Ganz anders ging es mir hingegen mit einem Foto gepiercter, bauchnabelfreier Teilnehmerinnen an der „Love Parade” in Zürich. Die Bekleidung beschränkte sich auf weitmaschige Netzstrümpfe, die neugierigen Blicke fokussieren sich auf das schamlos zur Schau gestellte Fleisch. Ja, sie haben ihre lockenden Netze ausgelegt, und 800.000 Menschen zappeln und winden sich in ihnen – synchron zu den hypnotisierenden Technorhythmen, die jeden klaren Gedanken im Keim ersticken und betäuben. Das Foto brennt sich in meine Gehirnzellen ein; stundenlang schwirrt es in meinem Kopf herum, und verletzt mich zutiefst. Selbst heute morgen steigt es wieder ins Bewußtsein. Ich bekomme es nicht wieder los. Hätte ich doch nur diese Tageszeitung nicht aufgeschlagen! Alles gäbe ich darum, solch ein würdeloses Foto aus meinem Gedächtnis zu tilgen; negative Gedächtnisinhalte sind nutzloser Ballast für die Seele, und sie werfen oft für lange Zeit einen finsteren Schatten auf dieses hochsensible, feinschwingende Lichtgebilde.
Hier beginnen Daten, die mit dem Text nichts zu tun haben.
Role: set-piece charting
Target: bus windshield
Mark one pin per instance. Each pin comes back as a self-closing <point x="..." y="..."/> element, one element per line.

er heilige Augustinus (*354) wirft in seinen Confessionen ein bezeichnendes Schlaglicht auf derartige Zusammenhänge; sehr einfühlsam schildert er die seelischen Vorgänge, die sein Jugendfreund Alypius während des Besuchs der Gladiatorenspiele im antiken Rom erlebte. Alypius ist jung, und als Student der Rechtswissenschaften neu in Rom: seine Studiengenossen schleppen ihn „trotz seines Widerspruchs und Sträubens mit kameradschaftlicher Gewalt ins Amphitheater…er aber sagte zu ihnen:

Wenn ihr auch meinen Körper dorthin schleppt und zu verweilen zwingt, könnt ihr vielleicht meinen Geist und meine Augen auf die Spiele lenken? Ich werde als ein Abwesender da sein und auf diese Art meine Überlegenheit über euch und jene Schaustellung beweisen . . . Am Ort selbst . . . raste die Menschenmenge in einem Taumel gräßlichen Entzückens. Alypius schloß das Tor seiner Augen und verbot seinem Geiste, sich mit so üblen Dingen abzugeben; hätte er doch auch seine Ohren verstopft! Denn bei einer Wendung des Kampfes traf ihn gewaltig das rasende Gebrüll der Menge; ihn packte die Neugier, und in der Überzeugung, er sei fähig, auch das Schlimmste mit seinem Blick zu besiegen und zu verachten, öffnete er die Augen; und da wurde seine Seele von einer schlimmeren Wunde durchbohrt als der Leib dessen, den er zu sehen wünschte, und er fiel jammervoller als jener, bei dessen Fall das Geschrei entstanden war: dies Geschrei drang durch seine Ohren ein und öffneten seine Augen um den Weg zu finden, seinen damals noch mehr tollkühnen als starken Geist zu verwunden und umzuwerfen; der war um so schwächer, als er sich selbst zugetraut hatte, was er nur von dem Vertrauen auf DICH (GOTT) erwarten durfte. Denn als er das Blut sah, trank er zugleich das Gift des Bestialischen; und er wandte sich nicht ab, sondern heftete seinen Blick auf das Schauspiel; er sog das Gräßliche in sich, und ohne es zu wissen, begann er an dem verbrecherischen Kampf Vergnügen zu finden, und wurde von blutiger Wolllust trunken. Und schon war er nicht mehr derselbe, der dorthin gekommen war, und wirklich ein Genosse derer, die ihn dorthin gebracht hatten. Was soll ich noch sagen?…Aber DU (GOTT) zogst ihn mit Deiner starken und barmherzigen Hand dort heraus, und lehrtest ihn nicht auf sich, sondern auf Dich (GOTT) zu vertrauen. Doch das geschah erst viel später… (Übersetzung aus dem Lateinischen: Erich Auerbach)”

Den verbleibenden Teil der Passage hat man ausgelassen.